Processo
ApCiv - APELAÇÃO CÍVEL / SP
5000423-40.2020.4.03.6114
Relator(a)
Desembargador Federal VANESSA VIEIRA DE MELLO
Órgão Julgador
9ª Turma
Data do Julgamento
21/08/2020
Data da Publicação/Fonte
e - DJF3 Judicial 1 DATA: 26/08/2020
Ementa
E M E N T A
PREVIDENCIÁRIO. REVISÃO. APOSENTADORIA POR TEMPO DE CONTRIBUIÇÃO EM
APOSENTADORIA ESPECIAL. RECONHECIMENTO DE ATIVIDADE ESPECIAL. RUÍDO.
ENQUADRAMENTO. REQUISITO TEMPORAL PREENCHIDO.
- A sentença proferida no CPC vigente cuja condenação ou proveito econômico for inferior a
1.000 (mil) salários mínimos não se submete ao duplo grau de jurisdição. Matéria preliminar
rejeitada.
- O tempo de trabalho sob condições especiais poderá ser convertido em comum, observada a
legislação aplicada à época na qual o trabalho foi prestado (art. 70 do Decreto n. 3.048/1999, com
a redação dada pelo Decreto n. 4.827/2003).
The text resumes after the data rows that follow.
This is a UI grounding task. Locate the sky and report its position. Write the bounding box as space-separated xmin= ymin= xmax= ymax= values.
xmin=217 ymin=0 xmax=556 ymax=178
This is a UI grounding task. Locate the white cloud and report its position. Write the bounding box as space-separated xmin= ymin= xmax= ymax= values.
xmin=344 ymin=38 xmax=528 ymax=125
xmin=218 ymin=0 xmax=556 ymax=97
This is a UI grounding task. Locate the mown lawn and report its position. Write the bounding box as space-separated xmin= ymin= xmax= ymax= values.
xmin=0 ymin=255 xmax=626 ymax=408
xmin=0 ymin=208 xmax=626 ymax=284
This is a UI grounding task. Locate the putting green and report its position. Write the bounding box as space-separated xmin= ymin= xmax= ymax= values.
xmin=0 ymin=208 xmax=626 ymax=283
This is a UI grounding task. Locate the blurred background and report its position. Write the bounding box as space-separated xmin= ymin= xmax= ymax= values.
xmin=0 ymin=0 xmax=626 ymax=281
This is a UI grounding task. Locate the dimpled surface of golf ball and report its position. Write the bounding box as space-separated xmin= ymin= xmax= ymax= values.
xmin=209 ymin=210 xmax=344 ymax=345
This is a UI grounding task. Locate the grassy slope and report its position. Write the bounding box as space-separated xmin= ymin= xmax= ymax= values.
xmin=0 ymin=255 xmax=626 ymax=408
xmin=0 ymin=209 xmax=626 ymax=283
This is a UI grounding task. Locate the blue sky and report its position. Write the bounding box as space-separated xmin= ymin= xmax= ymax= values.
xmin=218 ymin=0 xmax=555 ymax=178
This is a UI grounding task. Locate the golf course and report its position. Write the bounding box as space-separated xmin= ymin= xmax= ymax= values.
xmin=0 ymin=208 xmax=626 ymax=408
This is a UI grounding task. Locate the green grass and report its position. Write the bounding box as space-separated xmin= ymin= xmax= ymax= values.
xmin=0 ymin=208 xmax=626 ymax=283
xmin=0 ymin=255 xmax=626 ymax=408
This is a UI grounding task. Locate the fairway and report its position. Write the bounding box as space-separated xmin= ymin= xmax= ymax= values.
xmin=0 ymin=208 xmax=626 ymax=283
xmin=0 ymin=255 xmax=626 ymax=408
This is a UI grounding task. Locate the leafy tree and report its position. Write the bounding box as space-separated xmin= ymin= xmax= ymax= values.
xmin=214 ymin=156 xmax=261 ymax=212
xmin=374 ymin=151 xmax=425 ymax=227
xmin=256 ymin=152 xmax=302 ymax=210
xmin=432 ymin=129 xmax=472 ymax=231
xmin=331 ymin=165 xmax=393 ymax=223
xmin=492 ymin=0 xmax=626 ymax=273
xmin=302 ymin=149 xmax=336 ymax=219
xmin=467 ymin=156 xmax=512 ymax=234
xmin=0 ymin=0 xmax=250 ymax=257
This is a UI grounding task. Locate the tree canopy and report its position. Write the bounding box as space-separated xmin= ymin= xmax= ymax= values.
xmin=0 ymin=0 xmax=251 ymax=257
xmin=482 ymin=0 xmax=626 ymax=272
Superadas, portanto, a limitação temporal prevista
no artigo 28 da Lei n. 9.711/1998 e qualquer alegação quanto à impossibilidade de
enquadramento e conversão dos lapsos anteriores à vigência da Lei n. 6.887/1980.
- O enquadramento apenas pela categoria profissional é possível tão-somente até 28/4/1995 (Lei
n. 9.032/1995). Precedentes do STJ.
- A exposição superior a 80 decibéis era considerada atividade insalubre até a edição do Decreto
n. 2.172/97, que majorou o nível para 90 decibéis. Com a edição do Decreto n. 4.882, de
18/11/2003, o limite mínimo de ruído para reconhecimento da atividade especial foi reduzido para
85 decibéis, sem possibilidade de retroação ao regulamento de 1997 (REsp n. 1.398.260, sob o
regime do artigo 543-C do CPC).
- A informação de "EPI Eficaz (S/N)" não se refere à real eficácia do EPI para fins de
descaracterizar a nocividade do agente.
Jurisprudência/TRF3 - Acórdãos
- Demonstrada a exposição habitual e permanente a níveis de ruído superiores aos limites de
tolerância previstos nas normas regulamentares, o que possibilita o reconhecimento da
especialidade.
- A parte autora faz jus à convolação do benefício em aposentadoria especial, nos termos do
artigo 57 e parágrafos da Lei n. 8.213/1991.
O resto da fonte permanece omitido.